I've played several blockchain games and to be honest, they're enjoyable only in the beginning when there is an incentive. Players are only motivated to play because of the incentives and the rewards that are expected to get in the end while playing the game. And I think that is a very very wrong narrative and reasoning if someone is into games. Games are meant to be enjoyed and played because they should be fun. But with integration of blockchain, there is nothing wrong with that but the motivation that sinks in to the minds of everyone is about the reward, the fun is gone. Looking at the long term sustainability of the blockchain games, they're hard if majority of the users are all earning. There must be a funding that should circulate not only with the players but also with the game itself and developers. It should be a real economy. I've played a lot in the past without blockchain and crypto and yet, they've stayed for so long because the developers are not greedy and they are maintaining a balance in the economy of it. I think this is now one of the reasons why most blockchain games are too early to die.
You make a solid point, and this is exactly why many early blockchain games have struggled—they were built around the "earn first, fun second" model, which isn’t sustainable in the long run.
A game should be enjoyable with or without incentives. The problem isn’t blockchain itself, but how it's been integrated so far. Most blockchain games have relied too much on Ponzi-like tokenomics, where the only reason people play is to extract value. Once rewards dry up, players leave, and the game dies.

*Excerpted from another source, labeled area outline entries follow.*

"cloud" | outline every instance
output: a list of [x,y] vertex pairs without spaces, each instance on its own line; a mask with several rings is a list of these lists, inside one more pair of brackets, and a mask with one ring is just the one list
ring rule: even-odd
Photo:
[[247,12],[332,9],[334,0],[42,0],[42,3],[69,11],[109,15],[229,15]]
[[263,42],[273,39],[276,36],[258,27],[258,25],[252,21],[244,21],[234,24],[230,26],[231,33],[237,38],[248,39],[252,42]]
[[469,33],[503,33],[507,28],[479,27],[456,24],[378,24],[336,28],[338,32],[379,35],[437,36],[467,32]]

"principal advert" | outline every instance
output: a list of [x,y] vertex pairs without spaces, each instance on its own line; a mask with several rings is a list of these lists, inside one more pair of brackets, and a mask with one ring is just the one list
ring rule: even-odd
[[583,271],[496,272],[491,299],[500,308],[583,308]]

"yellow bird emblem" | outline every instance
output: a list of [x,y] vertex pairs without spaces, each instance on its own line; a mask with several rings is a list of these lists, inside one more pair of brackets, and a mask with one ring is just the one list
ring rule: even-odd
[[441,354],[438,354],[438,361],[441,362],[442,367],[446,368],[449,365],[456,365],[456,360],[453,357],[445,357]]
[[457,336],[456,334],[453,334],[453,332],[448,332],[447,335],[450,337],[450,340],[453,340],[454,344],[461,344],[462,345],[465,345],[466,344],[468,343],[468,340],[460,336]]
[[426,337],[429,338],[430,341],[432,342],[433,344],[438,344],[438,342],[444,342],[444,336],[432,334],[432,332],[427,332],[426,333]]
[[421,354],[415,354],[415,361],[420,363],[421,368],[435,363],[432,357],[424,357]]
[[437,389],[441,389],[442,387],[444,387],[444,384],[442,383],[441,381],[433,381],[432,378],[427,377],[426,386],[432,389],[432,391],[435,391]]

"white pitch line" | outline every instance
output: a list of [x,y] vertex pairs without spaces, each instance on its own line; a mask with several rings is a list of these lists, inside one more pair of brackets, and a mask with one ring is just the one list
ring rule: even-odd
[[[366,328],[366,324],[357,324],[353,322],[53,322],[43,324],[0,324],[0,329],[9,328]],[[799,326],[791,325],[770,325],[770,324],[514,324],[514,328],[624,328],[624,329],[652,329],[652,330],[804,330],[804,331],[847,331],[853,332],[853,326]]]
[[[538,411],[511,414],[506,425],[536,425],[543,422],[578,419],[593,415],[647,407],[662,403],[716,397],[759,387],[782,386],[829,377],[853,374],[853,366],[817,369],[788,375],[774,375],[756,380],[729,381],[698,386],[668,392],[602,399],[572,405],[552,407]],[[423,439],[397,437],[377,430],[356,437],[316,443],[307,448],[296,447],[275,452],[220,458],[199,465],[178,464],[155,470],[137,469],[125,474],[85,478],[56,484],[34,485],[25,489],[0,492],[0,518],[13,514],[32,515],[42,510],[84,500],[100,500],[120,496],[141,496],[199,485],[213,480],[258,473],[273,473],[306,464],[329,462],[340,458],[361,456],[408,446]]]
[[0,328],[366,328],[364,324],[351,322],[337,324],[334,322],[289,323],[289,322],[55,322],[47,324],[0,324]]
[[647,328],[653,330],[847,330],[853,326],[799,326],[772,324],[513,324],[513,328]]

The key to long-term sustainability is creating a real, balanced in-game economy where spending and earning happen naturally. Traditional games thrive because players spend money for enjoyment, not just for profit. Blockchain games should aim for the same, but with true asset ownership, fair monetization, and player-driven economies—not just endless payouts.
Take SACHI GAME as an example. It’s not built around the "earn-first" model but rather a real casino metaverse where Web3 makes sense. It’s designed for players to enjoy skill-based games like Blackjack, Roulette, and PvP battles, where blockchain enhances the experience by enabling true ownership, fair competition, and transparent transactions—not just speculative rewards.
At the end of the day, blockchain should be a tool, not the selling point. The games that succeed will be the ones that are fun first, with Web3 enhancing the experience rather than defining it.